To control for intrinsic and prepregnancy maternal characteristics, we matched women across weight change categories in a 1:1:1:1 design by maternal age (>35 years (yes/no); then <±3 years), race/ethnicity (white non-Hispanic, black non-Hispanic, other non-Hispanic, Hispanic/Latina), prepregnancy BMI (<±10%), chronic hypertension (yes/no), diabetes mellitus (yes/no) and smoking status (smoking ever/never). The resultant matched population was used to study the effects of weight change on gestational age at delivery (continuous) and incidence of preterm birth (<37 weeks; yes/no). For all other non-gestational age outcomes of interest, we created a second 1:1:1:1 matched population by additionally incorporating gestational age at delivery (<±1 week) in the matching algorithm. These other maternal and neonatal outcomes included cesarean delivery (yes/no), gestational hypertension or preeclampsia (yes/no), gestational diabetes (yes/no), infant birth weight (continuous), low birth weight (<2500 g; yes/no), macrosomia (birth weight ≥4500 g; yes/no), small-for-gestational age (yes/no), infant admission to NICU (yes/no), APGAR score at 5 min (continuous), low APGAR score at 5 min (<7; yes/no) and estimated blood loss (ml; continuous). Small-for-gestational age births were defined by infant birth weight below the 10th percentile of gestational age-specific birth weight.[15] With data limited to <45% of births, the outcomes of umbilical cord pH (continuous) and low cord pH (<7.15; yes/no) were examined across weight change categories in the full study population rather than either of the matched populations.

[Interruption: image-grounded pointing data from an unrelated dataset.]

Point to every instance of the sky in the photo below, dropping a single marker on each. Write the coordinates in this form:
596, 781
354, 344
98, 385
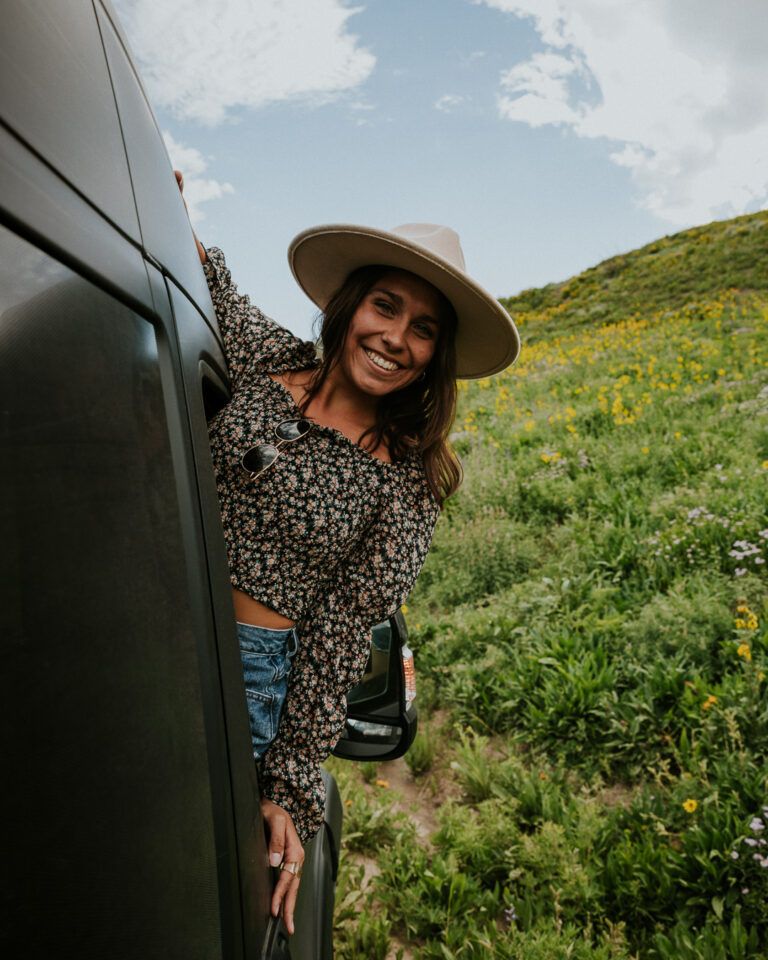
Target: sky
550, 134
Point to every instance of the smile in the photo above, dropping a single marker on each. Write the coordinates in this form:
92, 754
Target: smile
380, 361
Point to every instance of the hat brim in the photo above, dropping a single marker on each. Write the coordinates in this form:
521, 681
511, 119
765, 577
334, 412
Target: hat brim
321, 259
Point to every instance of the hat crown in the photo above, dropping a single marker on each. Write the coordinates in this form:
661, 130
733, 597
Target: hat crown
439, 240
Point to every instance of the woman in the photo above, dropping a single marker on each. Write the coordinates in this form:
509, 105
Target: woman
330, 474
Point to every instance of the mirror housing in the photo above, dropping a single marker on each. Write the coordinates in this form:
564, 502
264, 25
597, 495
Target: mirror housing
381, 724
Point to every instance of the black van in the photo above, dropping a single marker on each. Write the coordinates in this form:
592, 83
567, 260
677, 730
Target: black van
131, 824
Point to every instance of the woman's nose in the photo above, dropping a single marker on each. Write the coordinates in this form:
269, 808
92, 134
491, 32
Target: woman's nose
394, 336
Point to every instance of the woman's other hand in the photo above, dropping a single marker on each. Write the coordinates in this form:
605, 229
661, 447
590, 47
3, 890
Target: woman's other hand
200, 248
285, 850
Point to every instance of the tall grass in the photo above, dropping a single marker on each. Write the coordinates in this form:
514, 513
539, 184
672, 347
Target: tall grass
594, 615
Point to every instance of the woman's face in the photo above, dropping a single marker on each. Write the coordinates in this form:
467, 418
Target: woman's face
392, 335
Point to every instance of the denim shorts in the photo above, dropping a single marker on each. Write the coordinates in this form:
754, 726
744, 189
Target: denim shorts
266, 655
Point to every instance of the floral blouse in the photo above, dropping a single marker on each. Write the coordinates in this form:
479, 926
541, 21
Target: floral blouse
328, 536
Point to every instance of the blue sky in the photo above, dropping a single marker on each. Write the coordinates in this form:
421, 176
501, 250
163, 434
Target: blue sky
550, 134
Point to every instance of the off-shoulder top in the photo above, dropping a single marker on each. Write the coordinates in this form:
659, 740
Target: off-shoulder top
329, 536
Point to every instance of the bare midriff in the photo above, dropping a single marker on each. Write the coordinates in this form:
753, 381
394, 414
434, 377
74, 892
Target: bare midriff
248, 610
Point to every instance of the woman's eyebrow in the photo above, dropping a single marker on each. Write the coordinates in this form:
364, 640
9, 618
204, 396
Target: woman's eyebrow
398, 300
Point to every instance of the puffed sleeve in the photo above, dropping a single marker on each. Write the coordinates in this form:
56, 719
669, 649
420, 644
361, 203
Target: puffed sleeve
247, 333
334, 643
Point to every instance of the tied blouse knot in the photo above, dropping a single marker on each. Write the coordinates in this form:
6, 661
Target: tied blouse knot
328, 536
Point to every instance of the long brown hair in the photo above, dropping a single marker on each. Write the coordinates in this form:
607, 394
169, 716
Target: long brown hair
416, 418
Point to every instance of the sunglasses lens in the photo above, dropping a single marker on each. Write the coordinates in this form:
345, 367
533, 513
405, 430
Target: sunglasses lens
259, 458
293, 429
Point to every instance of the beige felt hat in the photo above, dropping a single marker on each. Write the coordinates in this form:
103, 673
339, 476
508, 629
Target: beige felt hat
321, 259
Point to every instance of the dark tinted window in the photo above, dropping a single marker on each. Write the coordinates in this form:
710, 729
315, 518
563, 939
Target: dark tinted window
109, 847
56, 94
164, 226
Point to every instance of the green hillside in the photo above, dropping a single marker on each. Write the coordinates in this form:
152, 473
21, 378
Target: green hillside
591, 634
664, 275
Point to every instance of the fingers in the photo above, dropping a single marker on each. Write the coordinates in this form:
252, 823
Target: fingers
284, 847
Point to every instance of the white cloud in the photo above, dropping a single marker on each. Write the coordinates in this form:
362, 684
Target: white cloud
680, 85
204, 58
197, 188
450, 101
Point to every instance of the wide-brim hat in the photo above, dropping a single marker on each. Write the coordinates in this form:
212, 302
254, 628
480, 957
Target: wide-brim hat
321, 258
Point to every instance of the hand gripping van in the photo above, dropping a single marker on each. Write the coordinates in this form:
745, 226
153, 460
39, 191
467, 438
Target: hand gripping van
131, 824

We characterized the full population using frequencies and means with 95% confidence intervals (CI). Differences in proportions and means across weight change categories were tested using Pearson's test of independence and analysis of variance, respectively. We report analysis of variance results only if assumptions of normality and homogeneity of variances were satisfied. Within matched populations, associations between maternal weight change and the maternal and neonatal outcomes of interest (except umbilical cord pH) were examined using linear and logistic regression models for continuous and binary responses, respectively. Methods of generalized estimating equations parameter estimation and use of an exchangeable working correlation structure allowed for consistent and unbiased estimation of given repeated measures of subjects within the same matched cluster and identified correlations among all pairs of matched cases within a single cluster as equal.[16] We report model-based estimates herein, but empirical and model-based estimates of s.e.s. were first compared to assess adequacy of correlation structure.

Effect sizes corresponding to maternal weight change categories were represented by parameter estimate (mean value) differences and odds ratios for continuous and binary responses, respectively. Both value differences and odds ratios, computed as the exponentiated difference between parameter estimates, are reported for WtL, WtM and WtGE, each relative to the reference category, WtGA (IOM recommendations). We also defined contrasts a priori in order to identify differences in effect sizes among all pairs of maternal weight change categories. Effect sizes were adjusted by the inclusion of all matching variables in the models of gestational age, cesarean delivery, infant birth weight, APGAR score at 5 min and estimated blood loss. Matching variables included maternal age in the models of low birth weight and NICU admission; maternal age and BMI in the model of preterm birth; and maternal age, BMI and gestational age in the models of gestational hypertension/preeclampsia, gestational diabetes and small-for-gestational age. Effect sizes in the models of macrosomia and low 5-min APGAR score were unadjusted. The number of variables included for adjustment was based on the conservative rules-of-thumb of 30 observations required per parameter estimate for continuous outcomes and 10 events required per parameter estimate for binary outcomes.[17] Patterns in umbilical cord pH across weight change categories were explored using analysis of variance, and patterns in low cord pH across categories were explored using the Cochran–Mantel–Haenszel test for linear trend (M 2 ). We performed all statistical analyses using the SAS statistical software (version 9.4; SAS Institute, Cary, NC, USA).